This year will be different, I’ve told myself. I’m going to go cold turkey, so to speak, and drop my excessive online shopping habit this holiday season. Now, when I feel my mind wanting to jump online and start shopping, I stop and take 5 deep breaths. Our breath is a gateway to connection and alignment. Breath is the one thing we truly need to sustain us from moment to moment. For my (relatively) shop-free month, I choose to feed my mind with oxygen instead of feeding the dopamine monster. If, after 5 breaths, the item I want to purchase is still on my mind, I add it to a list on my phone. Even a few days later when I look back, I realize that many of the items on the list are completely unnecessary.
Of the 15 items I’ve added to my list in just the last week, I’ve purchased two in-person because they were time sensitive (birthday gifts) and ordered two essentials (vitamins) online. Three items made me laugh out loud. I clearly thought I was going to become a world-class sauerkraut fermenter after I took a fermentation class. The rest of the items on my holiday shopping list have fallen off entirely.
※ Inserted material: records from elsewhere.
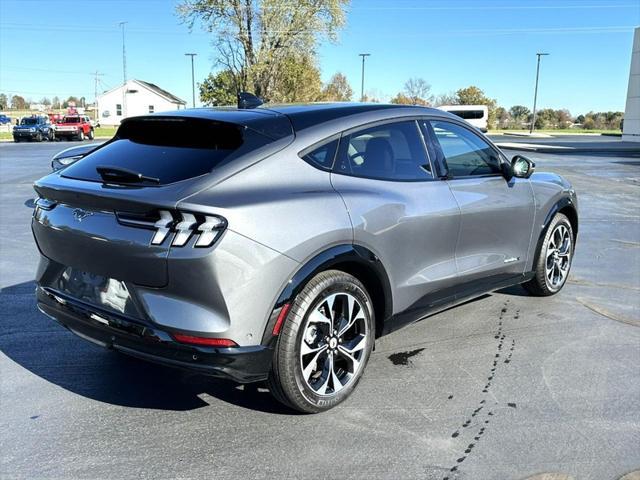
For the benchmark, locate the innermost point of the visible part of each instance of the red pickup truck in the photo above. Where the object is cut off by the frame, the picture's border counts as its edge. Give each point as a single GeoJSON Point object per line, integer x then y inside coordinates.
{"type": "Point", "coordinates": [74, 126]}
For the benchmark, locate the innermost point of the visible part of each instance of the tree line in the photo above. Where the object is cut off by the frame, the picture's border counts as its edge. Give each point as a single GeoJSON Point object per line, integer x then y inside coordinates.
{"type": "Point", "coordinates": [18, 102]}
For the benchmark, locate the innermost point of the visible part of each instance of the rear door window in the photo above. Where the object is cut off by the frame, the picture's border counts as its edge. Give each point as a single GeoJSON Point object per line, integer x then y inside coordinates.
{"type": "Point", "coordinates": [169, 149]}
{"type": "Point", "coordinates": [393, 151]}
{"type": "Point", "coordinates": [465, 153]}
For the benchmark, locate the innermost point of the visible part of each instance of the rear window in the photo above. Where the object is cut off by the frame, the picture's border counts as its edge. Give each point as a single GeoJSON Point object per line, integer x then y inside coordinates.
{"type": "Point", "coordinates": [170, 149]}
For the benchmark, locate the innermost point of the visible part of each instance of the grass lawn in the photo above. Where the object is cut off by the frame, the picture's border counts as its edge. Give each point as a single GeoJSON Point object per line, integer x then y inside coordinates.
{"type": "Point", "coordinates": [562, 131]}
{"type": "Point", "coordinates": [102, 132]}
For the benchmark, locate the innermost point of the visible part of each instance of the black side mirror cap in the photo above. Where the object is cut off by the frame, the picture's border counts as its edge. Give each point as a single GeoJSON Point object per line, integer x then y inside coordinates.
{"type": "Point", "coordinates": [507, 171]}
{"type": "Point", "coordinates": [522, 167]}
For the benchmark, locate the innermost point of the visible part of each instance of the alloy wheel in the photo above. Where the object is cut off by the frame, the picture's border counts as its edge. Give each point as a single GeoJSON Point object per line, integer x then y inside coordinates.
{"type": "Point", "coordinates": [333, 343]}
{"type": "Point", "coordinates": [558, 258]}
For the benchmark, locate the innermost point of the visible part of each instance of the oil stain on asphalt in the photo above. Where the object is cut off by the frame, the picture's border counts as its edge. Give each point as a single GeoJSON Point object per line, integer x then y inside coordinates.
{"type": "Point", "coordinates": [402, 358]}
{"type": "Point", "coordinates": [479, 419]}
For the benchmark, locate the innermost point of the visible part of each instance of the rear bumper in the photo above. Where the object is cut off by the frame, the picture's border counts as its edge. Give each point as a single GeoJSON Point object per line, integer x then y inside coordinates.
{"type": "Point", "coordinates": [147, 342]}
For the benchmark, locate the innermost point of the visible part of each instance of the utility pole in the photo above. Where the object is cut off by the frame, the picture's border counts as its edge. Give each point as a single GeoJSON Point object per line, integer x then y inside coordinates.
{"type": "Point", "coordinates": [95, 94]}
{"type": "Point", "coordinates": [363, 55]}
{"type": "Point", "coordinates": [124, 72]}
{"type": "Point", "coordinates": [535, 95]}
{"type": "Point", "coordinates": [193, 81]}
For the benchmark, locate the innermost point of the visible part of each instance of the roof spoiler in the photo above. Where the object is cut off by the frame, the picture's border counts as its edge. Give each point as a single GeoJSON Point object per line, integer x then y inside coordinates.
{"type": "Point", "coordinates": [248, 100]}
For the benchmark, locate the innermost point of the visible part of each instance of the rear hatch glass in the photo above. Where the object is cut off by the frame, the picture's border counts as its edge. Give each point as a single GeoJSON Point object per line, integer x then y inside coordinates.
{"type": "Point", "coordinates": [169, 149]}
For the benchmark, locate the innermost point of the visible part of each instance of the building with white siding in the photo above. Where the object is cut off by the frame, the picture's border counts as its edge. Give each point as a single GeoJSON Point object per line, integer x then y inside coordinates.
{"type": "Point", "coordinates": [135, 97]}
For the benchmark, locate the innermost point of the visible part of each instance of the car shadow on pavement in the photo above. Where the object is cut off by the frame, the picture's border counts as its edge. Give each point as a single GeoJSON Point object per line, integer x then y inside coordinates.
{"type": "Point", "coordinates": [38, 344]}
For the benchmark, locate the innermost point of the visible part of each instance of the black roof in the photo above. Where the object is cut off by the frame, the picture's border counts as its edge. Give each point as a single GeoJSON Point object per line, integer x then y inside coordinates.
{"type": "Point", "coordinates": [162, 92]}
{"type": "Point", "coordinates": [278, 121]}
{"type": "Point", "coordinates": [308, 115]}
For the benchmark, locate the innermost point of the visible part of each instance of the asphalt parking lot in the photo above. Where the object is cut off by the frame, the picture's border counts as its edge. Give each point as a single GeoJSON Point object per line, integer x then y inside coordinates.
{"type": "Point", "coordinates": [504, 387]}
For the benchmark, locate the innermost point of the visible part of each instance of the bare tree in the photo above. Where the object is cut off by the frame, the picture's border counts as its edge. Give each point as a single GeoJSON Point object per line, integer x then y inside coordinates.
{"type": "Point", "coordinates": [418, 91]}
{"type": "Point", "coordinates": [256, 40]}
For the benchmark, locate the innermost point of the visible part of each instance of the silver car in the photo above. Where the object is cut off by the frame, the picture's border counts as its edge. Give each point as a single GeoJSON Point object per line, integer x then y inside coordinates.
{"type": "Point", "coordinates": [277, 243]}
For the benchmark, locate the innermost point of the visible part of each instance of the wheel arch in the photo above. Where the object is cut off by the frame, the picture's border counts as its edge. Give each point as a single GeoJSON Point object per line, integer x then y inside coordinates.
{"type": "Point", "coordinates": [355, 260]}
{"type": "Point", "coordinates": [567, 207]}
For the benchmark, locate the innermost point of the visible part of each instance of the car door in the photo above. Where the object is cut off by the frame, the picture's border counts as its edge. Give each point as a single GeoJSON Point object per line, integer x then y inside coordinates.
{"type": "Point", "coordinates": [399, 209]}
{"type": "Point", "coordinates": [496, 215]}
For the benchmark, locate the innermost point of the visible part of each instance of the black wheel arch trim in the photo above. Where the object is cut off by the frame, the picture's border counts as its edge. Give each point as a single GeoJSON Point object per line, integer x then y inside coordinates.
{"type": "Point", "coordinates": [561, 204]}
{"type": "Point", "coordinates": [336, 255]}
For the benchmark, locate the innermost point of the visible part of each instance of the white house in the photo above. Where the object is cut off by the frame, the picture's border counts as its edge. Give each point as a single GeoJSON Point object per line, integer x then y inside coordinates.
{"type": "Point", "coordinates": [135, 97]}
{"type": "Point", "coordinates": [632, 111]}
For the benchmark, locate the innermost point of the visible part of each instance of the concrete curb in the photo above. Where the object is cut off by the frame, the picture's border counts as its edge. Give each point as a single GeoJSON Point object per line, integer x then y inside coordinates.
{"type": "Point", "coordinates": [569, 150]}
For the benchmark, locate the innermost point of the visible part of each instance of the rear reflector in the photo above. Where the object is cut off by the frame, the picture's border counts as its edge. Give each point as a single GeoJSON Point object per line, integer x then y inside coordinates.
{"type": "Point", "coordinates": [281, 316]}
{"type": "Point", "coordinates": [204, 341]}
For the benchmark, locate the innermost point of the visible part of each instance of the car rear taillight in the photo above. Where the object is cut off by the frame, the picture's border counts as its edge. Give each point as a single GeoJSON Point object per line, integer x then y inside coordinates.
{"type": "Point", "coordinates": [204, 341]}
{"type": "Point", "coordinates": [206, 228]}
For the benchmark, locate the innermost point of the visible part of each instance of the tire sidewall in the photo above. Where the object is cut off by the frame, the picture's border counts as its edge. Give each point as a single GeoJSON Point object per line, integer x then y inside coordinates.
{"type": "Point", "coordinates": [300, 311]}
{"type": "Point", "coordinates": [542, 264]}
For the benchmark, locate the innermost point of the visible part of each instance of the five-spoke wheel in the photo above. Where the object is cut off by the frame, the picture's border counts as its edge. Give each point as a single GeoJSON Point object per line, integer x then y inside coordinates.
{"type": "Point", "coordinates": [324, 344]}
{"type": "Point", "coordinates": [553, 261]}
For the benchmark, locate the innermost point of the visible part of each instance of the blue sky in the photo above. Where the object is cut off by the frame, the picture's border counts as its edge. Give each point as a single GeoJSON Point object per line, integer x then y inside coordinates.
{"type": "Point", "coordinates": [50, 48]}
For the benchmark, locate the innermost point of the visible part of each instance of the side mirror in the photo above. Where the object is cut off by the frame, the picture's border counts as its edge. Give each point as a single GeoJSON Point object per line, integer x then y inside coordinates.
{"type": "Point", "coordinates": [522, 167]}
{"type": "Point", "coordinates": [507, 171]}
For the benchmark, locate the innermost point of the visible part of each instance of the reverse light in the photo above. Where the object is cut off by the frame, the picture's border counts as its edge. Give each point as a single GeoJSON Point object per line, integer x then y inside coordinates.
{"type": "Point", "coordinates": [204, 341]}
{"type": "Point", "coordinates": [162, 227]}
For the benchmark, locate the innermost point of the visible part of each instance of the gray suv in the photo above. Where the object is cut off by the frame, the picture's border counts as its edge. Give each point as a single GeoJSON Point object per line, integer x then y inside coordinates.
{"type": "Point", "coordinates": [276, 244]}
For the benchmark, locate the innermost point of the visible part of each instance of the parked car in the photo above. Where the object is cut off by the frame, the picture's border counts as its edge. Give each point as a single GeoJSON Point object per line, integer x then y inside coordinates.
{"type": "Point", "coordinates": [35, 127]}
{"type": "Point", "coordinates": [75, 126]}
{"type": "Point", "coordinates": [476, 115]}
{"type": "Point", "coordinates": [276, 244]}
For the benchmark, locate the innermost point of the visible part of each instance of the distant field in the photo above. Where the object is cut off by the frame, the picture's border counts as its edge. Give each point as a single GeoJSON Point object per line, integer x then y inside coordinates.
{"type": "Point", "coordinates": [562, 131]}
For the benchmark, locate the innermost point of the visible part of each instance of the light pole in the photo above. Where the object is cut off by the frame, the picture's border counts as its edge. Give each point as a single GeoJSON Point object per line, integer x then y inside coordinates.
{"type": "Point", "coordinates": [193, 81]}
{"type": "Point", "coordinates": [535, 95]}
{"type": "Point", "coordinates": [363, 55]}
{"type": "Point", "coordinates": [124, 73]}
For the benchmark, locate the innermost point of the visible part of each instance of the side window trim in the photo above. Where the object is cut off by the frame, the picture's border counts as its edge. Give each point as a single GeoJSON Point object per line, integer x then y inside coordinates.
{"type": "Point", "coordinates": [470, 130]}
{"type": "Point", "coordinates": [307, 150]}
{"type": "Point", "coordinates": [380, 123]}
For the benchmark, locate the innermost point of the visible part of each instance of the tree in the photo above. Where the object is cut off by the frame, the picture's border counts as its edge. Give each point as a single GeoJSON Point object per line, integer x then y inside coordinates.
{"type": "Point", "coordinates": [519, 112]}
{"type": "Point", "coordinates": [299, 82]}
{"type": "Point", "coordinates": [18, 102]}
{"type": "Point", "coordinates": [402, 99]}
{"type": "Point", "coordinates": [218, 89]}
{"type": "Point", "coordinates": [446, 99]}
{"type": "Point", "coordinates": [256, 40]}
{"type": "Point", "coordinates": [418, 91]}
{"type": "Point", "coordinates": [338, 89]}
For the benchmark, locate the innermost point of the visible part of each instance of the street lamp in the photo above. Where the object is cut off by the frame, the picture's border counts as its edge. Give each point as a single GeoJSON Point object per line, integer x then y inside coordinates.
{"type": "Point", "coordinates": [535, 95]}
{"type": "Point", "coordinates": [193, 81]}
{"type": "Point", "coordinates": [363, 55]}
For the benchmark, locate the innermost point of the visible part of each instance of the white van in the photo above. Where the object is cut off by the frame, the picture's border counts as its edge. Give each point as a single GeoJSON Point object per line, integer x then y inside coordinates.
{"type": "Point", "coordinates": [476, 115]}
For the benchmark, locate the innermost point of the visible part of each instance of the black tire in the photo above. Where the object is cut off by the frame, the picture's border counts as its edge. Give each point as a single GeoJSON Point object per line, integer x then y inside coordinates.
{"type": "Point", "coordinates": [286, 381]}
{"type": "Point", "coordinates": [540, 284]}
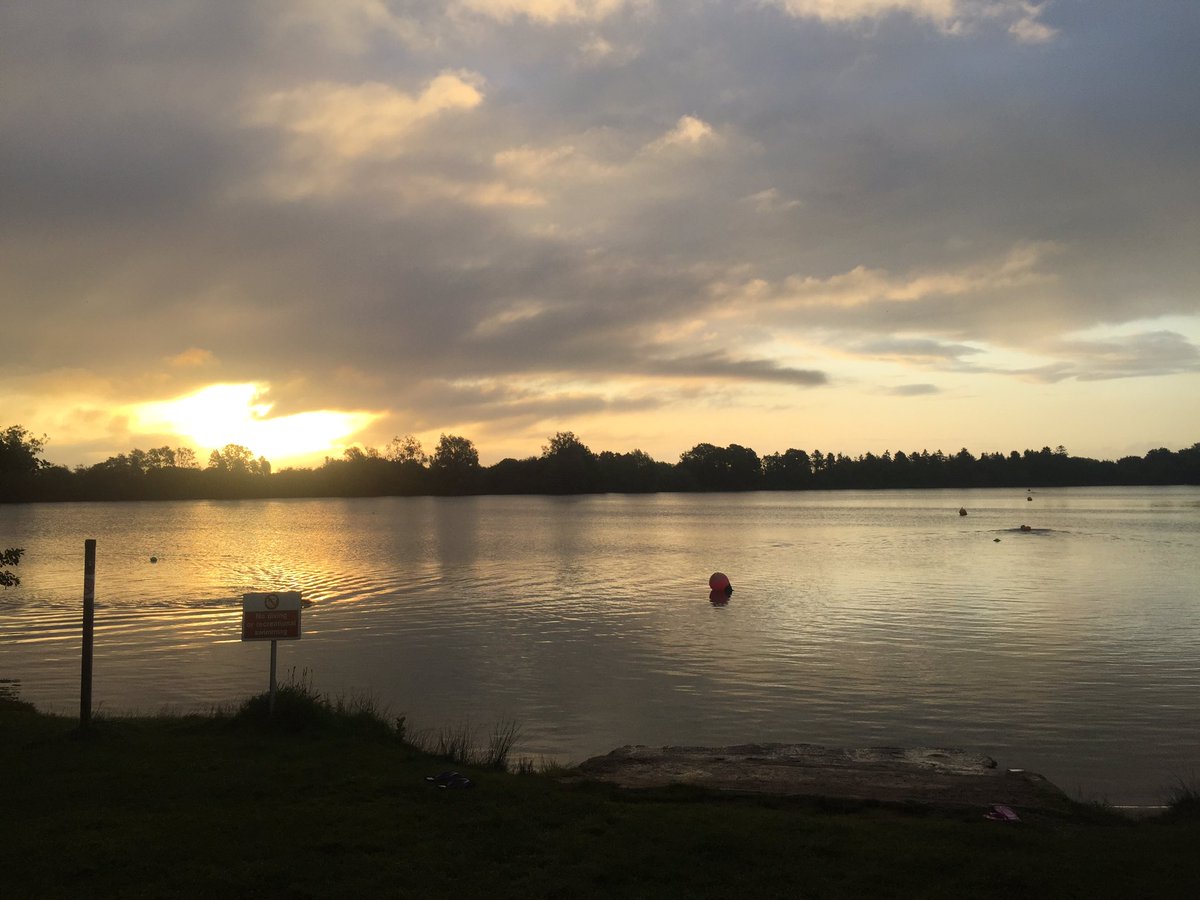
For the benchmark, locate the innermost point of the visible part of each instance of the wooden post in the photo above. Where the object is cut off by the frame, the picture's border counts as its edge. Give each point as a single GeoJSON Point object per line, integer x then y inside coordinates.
{"type": "Point", "coordinates": [89, 616]}
{"type": "Point", "coordinates": [270, 707]}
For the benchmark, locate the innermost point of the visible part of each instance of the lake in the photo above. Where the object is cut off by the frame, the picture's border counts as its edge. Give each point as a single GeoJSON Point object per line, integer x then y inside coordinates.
{"type": "Point", "coordinates": [858, 618]}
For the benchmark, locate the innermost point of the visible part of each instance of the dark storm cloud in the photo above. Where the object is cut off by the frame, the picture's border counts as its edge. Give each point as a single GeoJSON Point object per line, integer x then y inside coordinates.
{"type": "Point", "coordinates": [351, 199]}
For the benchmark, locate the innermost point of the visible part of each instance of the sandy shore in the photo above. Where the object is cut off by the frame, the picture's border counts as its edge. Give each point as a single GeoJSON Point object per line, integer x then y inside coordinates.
{"type": "Point", "coordinates": [934, 777]}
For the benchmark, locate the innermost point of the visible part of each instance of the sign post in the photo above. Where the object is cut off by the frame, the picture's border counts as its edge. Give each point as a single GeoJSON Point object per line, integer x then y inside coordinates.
{"type": "Point", "coordinates": [271, 617]}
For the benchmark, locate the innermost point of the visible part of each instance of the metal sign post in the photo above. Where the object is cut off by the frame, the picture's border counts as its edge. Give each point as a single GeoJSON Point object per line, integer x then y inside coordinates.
{"type": "Point", "coordinates": [271, 617]}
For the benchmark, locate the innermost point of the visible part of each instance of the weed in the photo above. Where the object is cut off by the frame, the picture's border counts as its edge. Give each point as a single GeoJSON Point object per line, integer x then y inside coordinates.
{"type": "Point", "coordinates": [1183, 799]}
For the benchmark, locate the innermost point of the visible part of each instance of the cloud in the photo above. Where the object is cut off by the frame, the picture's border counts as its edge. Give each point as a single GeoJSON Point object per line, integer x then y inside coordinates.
{"type": "Point", "coordinates": [689, 133]}
{"type": "Point", "coordinates": [1139, 355]}
{"type": "Point", "coordinates": [951, 16]}
{"type": "Point", "coordinates": [915, 390]}
{"type": "Point", "coordinates": [553, 205]}
{"type": "Point", "coordinates": [192, 358]}
{"type": "Point", "coordinates": [546, 11]}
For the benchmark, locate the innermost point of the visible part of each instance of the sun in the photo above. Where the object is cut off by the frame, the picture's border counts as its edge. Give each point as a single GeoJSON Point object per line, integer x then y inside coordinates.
{"type": "Point", "coordinates": [237, 414]}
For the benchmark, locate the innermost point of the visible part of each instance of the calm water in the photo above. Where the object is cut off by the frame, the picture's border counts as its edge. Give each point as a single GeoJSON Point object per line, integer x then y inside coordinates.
{"type": "Point", "coordinates": [858, 618]}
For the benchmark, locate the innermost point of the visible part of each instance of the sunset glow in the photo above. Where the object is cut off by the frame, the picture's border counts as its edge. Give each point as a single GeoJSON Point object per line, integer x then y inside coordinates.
{"type": "Point", "coordinates": [223, 414]}
{"type": "Point", "coordinates": [853, 226]}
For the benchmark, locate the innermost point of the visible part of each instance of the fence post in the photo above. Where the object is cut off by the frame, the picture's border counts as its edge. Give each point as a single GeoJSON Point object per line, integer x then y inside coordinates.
{"type": "Point", "coordinates": [89, 616]}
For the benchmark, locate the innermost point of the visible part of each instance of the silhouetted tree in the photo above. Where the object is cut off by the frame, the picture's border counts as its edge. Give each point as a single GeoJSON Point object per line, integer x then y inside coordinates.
{"type": "Point", "coordinates": [568, 466]}
{"type": "Point", "coordinates": [454, 466]}
{"type": "Point", "coordinates": [10, 557]}
{"type": "Point", "coordinates": [406, 449]}
{"type": "Point", "coordinates": [714, 468]}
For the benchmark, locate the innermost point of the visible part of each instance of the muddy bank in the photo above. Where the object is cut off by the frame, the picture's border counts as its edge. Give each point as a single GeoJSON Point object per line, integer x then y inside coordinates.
{"type": "Point", "coordinates": [933, 777]}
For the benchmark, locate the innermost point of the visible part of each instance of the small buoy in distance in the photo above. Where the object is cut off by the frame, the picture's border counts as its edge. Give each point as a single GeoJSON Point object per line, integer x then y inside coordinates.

In just one week I have less stuff, more peace and less items in my home to manage. Taking myself out of the holiday shopping circuit has already helped me gain perspective, and my holiday shopping has taken a backseat to my actual priorities: writing, travel, and spending time with friends and family.
I share this because we are all on our perfectly imperfect journeys of self-discovery and evolution, including the so called organizing experts. We live in a complicated world where mindfulness is not a luxury, but a necessity. My goal is to live a life full of just that, life, not stuff.